How do these formulas help in hypothesis testing about the rate lambda?
One might try to form a hypothesis test H0: lambda= lambda0 versus H1: lambda ≠ lambda0 based on a sample of pairs (X_i, Y_i). Under the null, we expect that whenever X_i>Y_i, the difference X_i - Y_i should follow an exponential distribution with the same rate lambda0 (by memorylessness). We can check whether the average of (X_i - Y_i) for all pairs in which X_i>Y_i matches 1/lambda0, or whether E(X | X>Y) aligns well with 3/(2 lambda0). A pitfall is that if data are not large enough, or if X and Y do not actually come from the same distribution, these test statistics might incorrectly reject or fail to reject the null. Additionally, if there are outliers or a mixture distribution, the test might be unreliable without robust modifications.

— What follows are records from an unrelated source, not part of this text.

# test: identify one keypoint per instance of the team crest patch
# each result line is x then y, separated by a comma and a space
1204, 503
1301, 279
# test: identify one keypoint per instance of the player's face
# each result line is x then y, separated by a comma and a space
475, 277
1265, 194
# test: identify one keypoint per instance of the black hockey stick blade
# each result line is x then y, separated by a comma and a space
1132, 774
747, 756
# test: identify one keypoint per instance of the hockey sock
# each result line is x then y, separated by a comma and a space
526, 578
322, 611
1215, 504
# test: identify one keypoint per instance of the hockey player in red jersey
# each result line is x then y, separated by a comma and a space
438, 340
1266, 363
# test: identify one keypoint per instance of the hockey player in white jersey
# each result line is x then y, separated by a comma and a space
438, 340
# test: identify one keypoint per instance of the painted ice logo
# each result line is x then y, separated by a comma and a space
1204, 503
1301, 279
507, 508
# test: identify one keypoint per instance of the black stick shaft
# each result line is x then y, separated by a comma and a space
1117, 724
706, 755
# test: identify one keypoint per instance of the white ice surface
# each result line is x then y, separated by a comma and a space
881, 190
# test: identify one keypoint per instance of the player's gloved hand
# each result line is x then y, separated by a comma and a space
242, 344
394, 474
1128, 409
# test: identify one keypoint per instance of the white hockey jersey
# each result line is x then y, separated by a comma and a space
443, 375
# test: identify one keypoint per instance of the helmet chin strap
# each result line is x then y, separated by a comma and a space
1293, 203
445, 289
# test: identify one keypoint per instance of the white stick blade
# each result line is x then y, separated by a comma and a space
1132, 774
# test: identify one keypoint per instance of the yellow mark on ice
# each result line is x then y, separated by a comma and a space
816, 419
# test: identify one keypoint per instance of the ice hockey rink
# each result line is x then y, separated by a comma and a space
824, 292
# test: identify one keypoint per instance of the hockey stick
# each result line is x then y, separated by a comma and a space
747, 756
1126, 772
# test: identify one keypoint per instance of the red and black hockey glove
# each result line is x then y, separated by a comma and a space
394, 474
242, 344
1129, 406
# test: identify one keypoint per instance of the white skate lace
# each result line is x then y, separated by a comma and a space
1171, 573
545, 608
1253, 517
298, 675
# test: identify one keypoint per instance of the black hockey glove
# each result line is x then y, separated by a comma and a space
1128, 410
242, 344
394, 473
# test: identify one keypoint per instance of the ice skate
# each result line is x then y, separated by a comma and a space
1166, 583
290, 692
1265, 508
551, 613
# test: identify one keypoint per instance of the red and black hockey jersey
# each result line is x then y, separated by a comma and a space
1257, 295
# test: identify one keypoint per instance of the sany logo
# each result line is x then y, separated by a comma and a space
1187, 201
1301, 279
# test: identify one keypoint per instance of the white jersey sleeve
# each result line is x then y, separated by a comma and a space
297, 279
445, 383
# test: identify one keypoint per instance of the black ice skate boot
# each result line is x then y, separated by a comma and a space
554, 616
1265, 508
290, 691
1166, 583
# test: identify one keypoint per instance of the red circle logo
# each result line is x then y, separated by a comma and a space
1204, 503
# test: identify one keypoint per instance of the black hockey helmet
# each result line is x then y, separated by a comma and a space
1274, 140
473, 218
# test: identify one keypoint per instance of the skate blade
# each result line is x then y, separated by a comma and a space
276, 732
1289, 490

How do we handle real-world measurement errors in X and Y?
In practice, X and Y may be measured with random noise or measurement instruments that have calibration biases. Thus, even if the underlying phenomenon is i.i.d. exponential, the observed random variables might not strictly follow the same distribution. For example, if Y’s sensor under-reports by a constant offset or has a wider variance in measurement noise, it will influence the distribution of the observed Y-values and potentially alter the probability that (X>Y) in the measured data. This leads to biases in E(X | X>Y) and E(Y | X>Y) if we ignore measurement error. A robust approach might involve modeling measurement errors explicitly, specifying measurement error distributions, and then performing a deconvolution or measurement-error-corrected approach to estimate the true underlying X and Y. If measurement error is unaccounted for, one might incorrectly interpret the difference between observed X and Y as a real difference in the underlying signals.